Okay, so when I decided to go on a Fielding Programme retreat, I thought great. Some time away to work on my collection. I'll have all my poems, and I'll edit all the ones I don't hate, and something will emerge. I do still think this, but it's dawning on me how much work editing actually is - and why I go to such seemingly great lengths to avoid doing it, without even realising until hindsight kicks in. I am more than a little daunted about sitting in a room with Bookbook and 'putting a collection together'. I actually have no idea what this actually, minute-to-minute, involves.
Also, I have questions. Questions that I know don't really have definitive answers. Like, what's the deal with adding new poems? When is it too late to add new ones, which haven't had as much time as the others to settle and mature? Does it run the risk of becoming disjointed, if you keep old ones as well as adding new? Does anyone's voice really change enough for anyone but the author themselves to notice? Should I just save new ones for the next collection? What if I want some of the poems to be gathered together in subject-matter in a pamphlet-length collection? Should I try and get something like this published before a collection? Is it okay to have poems in both?

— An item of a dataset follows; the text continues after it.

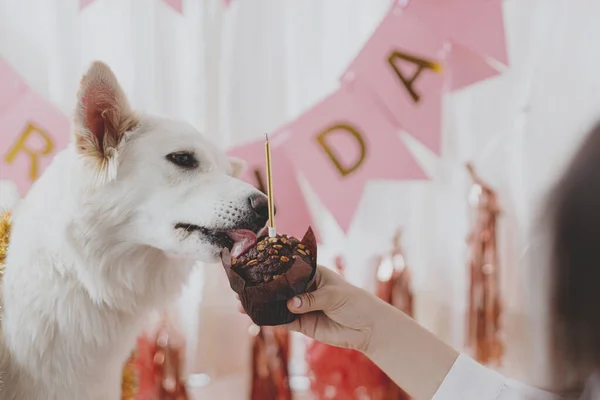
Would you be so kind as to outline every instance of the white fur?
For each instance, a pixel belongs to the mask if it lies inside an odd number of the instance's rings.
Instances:
[[[90,82],[122,96],[103,64],[92,66],[82,88]],[[81,113],[85,104],[78,107]],[[2,400],[120,399],[123,364],[149,315],[178,295],[197,260],[215,262],[220,252],[201,233],[174,225],[228,230],[253,218],[249,197],[260,194],[231,177],[240,163],[186,123],[126,117],[135,126],[97,154],[78,148],[91,132],[76,117],[74,143],[15,210],[4,276]],[[198,169],[166,160],[180,150],[197,154]]]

I'm sure Polly will be able to help with these questions, but for now I feel like I'm about to leap into some sort of poemy abyss of indecision. I guess I'll have to have a good go at discovering my own answers to these questions next week, even if it's just for the sake of getting my money's worth. I am taking my running shoes, and my swimming costume (in case there are any tempting-looking lochs and half-decent weather) for physical, worthwhile thinking-time distraction. And my camera, for non-related creative distraction.
And Teach Yourself Writing Poetry - just in case.